Festivals in Japan are rich and vibrant occasions. Girls put on their best 'yukatta' (a light kimono) and often the men wear traditional dress as well. The streets are lined with food and drink stands selling grilled meat on sticks, 'yakisoba' fried noodles and all manner of food delights. And of course, the Japanese love a drink at these occasions so beer and sake are never in short supply.
In this section we will be collecting together some of our favourite festivals that we think you may like to consider attending whilst in Japan. Some are really famous, other less so, but what we can guarantee is that you will have a lot of fun. Accommodation for major festivals can get booked up as far as a year in advance so if you are looking to attend a big event then let is know as soon as possible so we can get planning. Often though, it is just a matter of seeing what coincides with your visit and heading along for some festival fun and a chance to meet the Japanese at their most laid back.
- Nebuta Matsuri (Aug)
- Yabusame Horseback Archery (Sep)
- Saijo Sake Festival (Oct)
- Shirakawago Doburoku Matsuri (Oct)
- Toyota Oiden Matsuri (Jul)
- Sapporo Beer Festival (Jul & Aug)
- Sapporo Snow Festival (Feb)
- Sumida River Fireworks Festival (Jul)
- Daimonji Bonfire Festival (Aug)
- Tokyo Anime Fairs (Mar & Apr)
- Kyoto Hanatoro (Dec & March)
- Okayama Naked Festival (Feb)
Shirakawago Doburoku Matsuri (Oct)
The World Heritage village of Shirakawago deep in the heart of the Hakusan National Park is one of Japan's classic sites to visit with its large number of original 'gasho zukkuri' houses and old Japan atmosphere. Tourism and farming are the main industries here and with hundreds of thousands of visitors (mostly day-trippers) every year there is little time to sit back and relax.

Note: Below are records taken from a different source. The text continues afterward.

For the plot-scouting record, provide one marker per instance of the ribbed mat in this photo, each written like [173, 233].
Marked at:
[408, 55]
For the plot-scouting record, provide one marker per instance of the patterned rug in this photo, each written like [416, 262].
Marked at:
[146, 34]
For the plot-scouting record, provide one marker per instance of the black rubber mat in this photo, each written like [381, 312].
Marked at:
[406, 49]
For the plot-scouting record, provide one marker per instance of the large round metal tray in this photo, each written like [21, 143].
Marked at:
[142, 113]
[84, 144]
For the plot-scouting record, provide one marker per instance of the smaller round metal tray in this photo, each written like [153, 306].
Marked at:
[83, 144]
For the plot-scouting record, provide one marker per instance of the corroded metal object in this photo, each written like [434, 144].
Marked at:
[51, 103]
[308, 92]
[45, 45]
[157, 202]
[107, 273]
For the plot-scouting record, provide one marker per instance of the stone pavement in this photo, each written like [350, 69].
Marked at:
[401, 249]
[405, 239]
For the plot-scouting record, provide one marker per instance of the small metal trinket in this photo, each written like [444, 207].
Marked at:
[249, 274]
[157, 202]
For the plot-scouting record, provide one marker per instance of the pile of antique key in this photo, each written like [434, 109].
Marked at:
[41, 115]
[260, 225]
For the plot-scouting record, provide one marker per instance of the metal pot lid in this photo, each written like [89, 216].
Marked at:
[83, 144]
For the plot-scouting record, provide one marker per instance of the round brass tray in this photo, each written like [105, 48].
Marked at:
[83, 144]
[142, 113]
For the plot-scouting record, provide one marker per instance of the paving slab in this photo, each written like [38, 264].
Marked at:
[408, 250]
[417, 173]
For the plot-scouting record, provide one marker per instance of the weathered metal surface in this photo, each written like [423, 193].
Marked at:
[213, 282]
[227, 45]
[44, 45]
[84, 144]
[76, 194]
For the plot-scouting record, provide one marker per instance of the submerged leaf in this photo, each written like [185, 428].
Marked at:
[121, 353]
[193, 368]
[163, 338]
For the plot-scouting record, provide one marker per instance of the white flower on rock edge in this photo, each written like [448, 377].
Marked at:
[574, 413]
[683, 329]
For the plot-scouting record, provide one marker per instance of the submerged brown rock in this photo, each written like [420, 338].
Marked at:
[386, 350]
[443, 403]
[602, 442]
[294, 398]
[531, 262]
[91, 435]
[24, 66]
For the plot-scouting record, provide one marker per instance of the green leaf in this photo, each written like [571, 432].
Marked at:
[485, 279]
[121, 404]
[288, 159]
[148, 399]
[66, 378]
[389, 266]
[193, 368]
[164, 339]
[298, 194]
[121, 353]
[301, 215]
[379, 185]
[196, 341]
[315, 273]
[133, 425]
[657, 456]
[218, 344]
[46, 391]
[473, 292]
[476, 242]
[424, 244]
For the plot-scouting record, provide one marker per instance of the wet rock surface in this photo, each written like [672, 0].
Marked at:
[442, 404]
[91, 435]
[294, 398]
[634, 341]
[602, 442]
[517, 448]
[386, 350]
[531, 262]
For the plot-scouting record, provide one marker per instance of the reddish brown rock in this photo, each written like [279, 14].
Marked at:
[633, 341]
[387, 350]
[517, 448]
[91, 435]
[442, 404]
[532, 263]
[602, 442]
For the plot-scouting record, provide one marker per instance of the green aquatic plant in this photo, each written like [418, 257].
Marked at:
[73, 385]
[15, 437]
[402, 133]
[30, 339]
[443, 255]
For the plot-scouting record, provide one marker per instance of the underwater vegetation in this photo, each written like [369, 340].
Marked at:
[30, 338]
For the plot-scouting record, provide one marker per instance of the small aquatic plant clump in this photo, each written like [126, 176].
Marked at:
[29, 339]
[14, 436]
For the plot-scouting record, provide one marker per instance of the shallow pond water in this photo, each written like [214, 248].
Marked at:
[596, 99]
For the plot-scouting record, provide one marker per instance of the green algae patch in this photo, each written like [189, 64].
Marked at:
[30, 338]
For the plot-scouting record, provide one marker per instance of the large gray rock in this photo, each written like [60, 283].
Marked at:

However, between 14th and 19th October each year, the residents of the villages that make up Shirakawago let their hair down to offer their thanks and prayers to the mountain god for safety and a good harvest. Production of home-brewed alcoholic drinks is banned in Japan but the people of Shirakawa are given special permission to produce 'limited quantities' of Doburoku, unrefined sake, for the festival. Although this thick, sweet, porridge-like drink is first offered to the gods, there is certainly plenty left over for the local residents and certainly aides the songs, dance and niwaka (improvised buffoonery) that accompany the festival. The Shishimai Dragon Dance is certainly one of the events not to miss here.
Doburoku Matsuri is a great chance to enjoy a day of harvest festival Japanese style!
Doburoku Matsuri takes place between 14th and 19th October each year. The main celebrations are on 14th and 15th, centred around Shirakawa Hachiman Shrine in the Ogimachi district.
Doburoku Matsuri takes place in the villages of Shirakago. Nearby Takayama in the lower regions of the Japan Alps, and Kanazawa on the Japan Sea coast both make for great bases from which to visit the festival. Very few inns are open during the festival so it is best to visit as a day trip.